This standard aims to make on-chain manual and recurring subscriptions as generic and as easy to integrate with as possible by having minimal configurations for the subscription and compatible with any ERC20s for implementing on-chain subscriptions. It is important to note that in this interface, the service provider should be configuring the subscription during deployment - the standard supports multiple plans to enable tierd subscription plans and only using ERC20 as payment token will enable recurring subscription. The NFT itself represents ownership of a subscription and there is no facilitation of how the NFT should be minted or transferred.

This standard offers a more efficient approach for both users and the platform - rather than forcing users to pay a huge lump sum to tie them into a long subscription plan, or having users lock a fixed amount of funds in advance waiting to be charged each month - users can just spend their funds as they please, and keep enough funds to be deducted by the service provider for the next cycle of subscription without going through a manual subscription process, basically like a debit card for recurring subscription, and more similar to how an auto subscription would work in web2.

Subscription Management

• Manual subscription: Users should be able to renew their subscriptions by directly transferring either native or ERC20 tokens to the service provider hence the renewSubscription function.
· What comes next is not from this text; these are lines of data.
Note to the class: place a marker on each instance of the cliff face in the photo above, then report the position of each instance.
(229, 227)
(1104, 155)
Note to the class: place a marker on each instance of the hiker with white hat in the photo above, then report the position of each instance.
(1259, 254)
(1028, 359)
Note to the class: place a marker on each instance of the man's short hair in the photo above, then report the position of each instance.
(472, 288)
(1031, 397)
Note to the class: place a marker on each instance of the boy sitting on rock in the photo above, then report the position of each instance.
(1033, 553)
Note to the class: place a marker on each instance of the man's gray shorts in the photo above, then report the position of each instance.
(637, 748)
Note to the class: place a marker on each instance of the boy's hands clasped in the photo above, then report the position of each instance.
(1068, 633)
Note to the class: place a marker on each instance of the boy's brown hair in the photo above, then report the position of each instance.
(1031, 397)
Users will specify the index of subscription plan i.e. planIdx and the number of interval to subscribe for i.e. numOfIntervals.

• Recurring subscription: Users will start by signing a Permit2 permit to signal the service provider their intent for recurring subscription hence the signalAutoSubscription - at this stage the subscription is not active yet, it just indicates the user has approved this contract the total funds needed for the subscription. The service provider will then be able to charge subscription fee automatically by interval via chargeAutoSubscription to start the subscription for users, no extra subscription fee should be sent to service provider as per the standard’s implementation. If the users don’t want to continue the subscription they can use cancelAutoSubscription to revoke Permit2 allowance, or they can just directly move the funds out from the wallet they signed the permit with.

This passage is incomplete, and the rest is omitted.